Cambridge University scientists have discovered that cancer cells ‘hijack’ a process used by healthy cells to spread around the body, challenging how cancer metastasis is currently understood. Publishing in Nature Genetics, the team found that blocking the activity of a sodium channel protein in cells in mice with cancer triggers metastasis.
To their surprise, the investigators also discovered that this process extends beyond just cancer: when they removed NALCN from cancer-free mice, this caused their healthy cells to leave their original tissue and travel around the body where they joined other organs.
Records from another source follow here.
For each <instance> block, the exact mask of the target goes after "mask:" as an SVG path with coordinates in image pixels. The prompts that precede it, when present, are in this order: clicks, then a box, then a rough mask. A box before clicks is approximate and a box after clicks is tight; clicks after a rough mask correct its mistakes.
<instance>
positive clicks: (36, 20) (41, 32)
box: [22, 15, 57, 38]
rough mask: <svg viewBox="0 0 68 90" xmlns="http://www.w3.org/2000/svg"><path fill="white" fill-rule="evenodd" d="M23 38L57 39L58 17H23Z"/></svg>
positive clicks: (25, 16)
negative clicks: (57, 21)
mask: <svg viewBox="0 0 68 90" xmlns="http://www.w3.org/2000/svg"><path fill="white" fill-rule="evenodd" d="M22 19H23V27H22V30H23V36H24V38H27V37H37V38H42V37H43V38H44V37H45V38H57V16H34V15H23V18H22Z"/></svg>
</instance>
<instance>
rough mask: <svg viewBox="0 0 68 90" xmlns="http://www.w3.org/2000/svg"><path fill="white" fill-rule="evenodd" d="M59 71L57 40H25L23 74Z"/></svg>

They found, for example, that healthy pancreas cells migrated to the kidney where they became healthy kidney cells. This suggests that metastasis isn’t an abnormal process limited to cancer as previously thought, but is in fact a normal process used by healthy cells that has been exploited by cancers to generate metastases.
Group Leader of the study, Professor Richard Gilbertson, said: “These findings are among the most important to have come out of my lab for three decades. Not only have we identified one of the elusive drivers of metastasis, but we have also turned a commonly held understanding of this on its head, showing how cancer hijacks processes in healthy cells for its own gains. If validated through further research, this could have far-reaching implications for how we prevent cancer from spreading and allow us to manipulate this process to repair damaged organs.”
Metastasis has been challenging to treat because of the difficulty in identifying key drivers of this process that could be targeted by drugs. Now that they have identified NALCN’s role in metastasis, the team are looking into various ways to restore its function, including using existing drugs on the market.
Lead researcher on the study Dr Eric Rahrmann, said: “We are incredibly excited to have identified a single protein that regulates not only how cancer spreads through the body, independent of tumour growth, but also normal tissue cell shedding and repair. We are developing a clearer picture on the processes that govern how cancer cells spread. We can now consider whether there are likely existing drugs which could be repurposed to prevent this mechanism from triggering cancer spreading in patients.”
NALCN stands for sodium (Na+) leak channel, non-selective. Sodium leak channels are expressed predominately in the central nervous system but are also found throughout the rest of the body, controlling the amount of sodium that goes in and out of the cell. Controlling this process also alters the balance of electricity across the cell membrane. It is still unclear why these channels seem to be implicated so directly in cancer metastasis.